The Contract, Technical Writer - CMC supports the CMC team by collaborating with authors and Subject Matter Experts (SMEs) to revise or create documents that include, but may not be limited to, Standard Operating Procedures (SOPs), Batch/Lab records, Qualification/Validation protocols and Development/Qualification/Validation Reports. This involves collecting and consolidating input from cross functional stakeholders, reviewing current documents and developing them into clear and concise procedures. The incumbent is also responsible for applying appropriate document templates, standards, style and terminology across documents.
The incumbent works cross-functionally with internal departments and external resources on GxP-related procedural documents.
The Contract, Technical Writer - CMC supports adherence to relevant regulatory requirements and company Standard Operating Procedures (SOPs) as appropriate.
Collaborates with GxP Subject Matter Experts (SMEs) and teams to write, review or edit technical GxP documents (and where/when required, verify data) in a clear, concise format.
Performs document QC checks as required.
Ensures good documentation practices are followed.
Coordinates with various departments to assure that GxP document(s) clearly are indicative of the process and understandable to the reader.

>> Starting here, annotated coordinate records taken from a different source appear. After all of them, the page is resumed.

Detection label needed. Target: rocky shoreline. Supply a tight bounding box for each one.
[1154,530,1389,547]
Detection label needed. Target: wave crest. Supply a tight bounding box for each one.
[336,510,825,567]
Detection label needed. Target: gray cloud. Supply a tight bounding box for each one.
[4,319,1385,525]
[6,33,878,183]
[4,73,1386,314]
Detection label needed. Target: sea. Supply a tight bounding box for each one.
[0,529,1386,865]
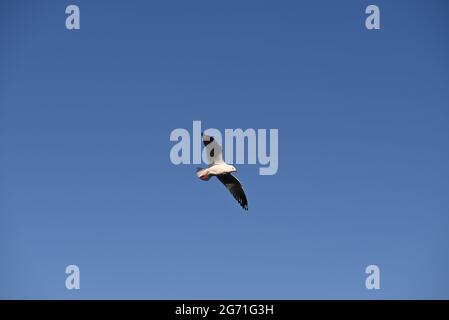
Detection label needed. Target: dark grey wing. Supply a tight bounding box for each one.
[216,173,248,210]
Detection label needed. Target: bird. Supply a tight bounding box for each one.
[197,133,248,211]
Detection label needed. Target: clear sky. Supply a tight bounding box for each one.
[0,0,449,299]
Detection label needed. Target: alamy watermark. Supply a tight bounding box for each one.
[170,121,279,175]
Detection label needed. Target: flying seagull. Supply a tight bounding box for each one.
[196,134,248,210]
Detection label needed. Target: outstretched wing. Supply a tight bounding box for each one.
[202,134,224,166]
[216,173,248,210]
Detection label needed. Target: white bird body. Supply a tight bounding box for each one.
[196,135,248,210]
[196,162,237,180]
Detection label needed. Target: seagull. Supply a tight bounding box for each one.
[196,134,248,210]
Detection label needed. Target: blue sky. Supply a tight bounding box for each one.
[0,0,449,299]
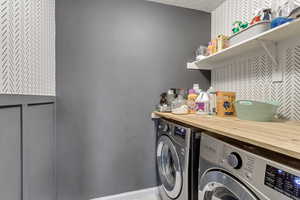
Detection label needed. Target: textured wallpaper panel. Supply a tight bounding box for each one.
[212,39,300,120]
[212,0,300,120]
[0,0,55,96]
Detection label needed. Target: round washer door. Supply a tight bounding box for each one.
[156,136,182,199]
[199,171,258,200]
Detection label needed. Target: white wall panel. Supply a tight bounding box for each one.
[0,0,55,95]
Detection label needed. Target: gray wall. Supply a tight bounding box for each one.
[56,0,210,200]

Acts as liaison between CMC, Regulatory Affairs, and Quality Assurance, as well as representatives of third parties, that the document is being written for.
Performs other related tasks and assignments as needed and specified by management related to document generation and control.
* Minimum level of education and years of relevant work experience.
Bachelor’s degree in a relevant discipline and a minimum of 5 years of technical GxP document writing relevant documents in a pharmaceutical, biotechnology, contract research organization or related environment/industry OR equivalent experience and/or education.
* Special knowledge or skills needed and/or licenses or certificates required.
Must have some technical knowledge of laboratory procedures in the Biologics/Gene & Cell Therapy fields (molecular biology, immunoassay, cell/bioassay)
Ability to plan, write, review, and edit technical GxP documents and ensure that these documents adhere to applicable regulatory FDA, EMA, ICH guidelines and standards.
Experience in working in a GXP environment.
Strong technical comprehension and writing capability.
Experience with process mapping and collaborative document development.
Excellent attention to detail, including fact checking, logical flow, formatting, and document structure.
Proficiency with Microsoft Office and use of electronic document templates.
Excellent verbal and written communication skills.
Ability to work independently and collaboratively, as required, in a fast-paced, matrixed, team environment consisting of internal and external team members.
Excellent planning, organization and time management skills including the ability to support and prioritize multiple projects.
*Special knowledge or skills and/or licenses or certificates preferred.
Broad knowledge of ICH guidelines, FDA CFRs, EMA directives and other regulatory guidelines.
Well-organized: ability to prioritize tasks, to work simultaneously on multiple projects, and to write high quality documents according to tight timelines.
Excellent interpersonal skills and attention to detail.
Technical writing certification.
PTC Therapeutics is an equal opportunity employer. We welcome applications from all individuals, regardless of race, color, national origin, gender, age, physical characteristics, social origin, disability, religion, family status, pregnancy, sexual orientation, gender identity, gender expression, disability, veteran status or any unlawful criterion under applicable law. We are committed to treating all applicants fairly and avoiding discrimination.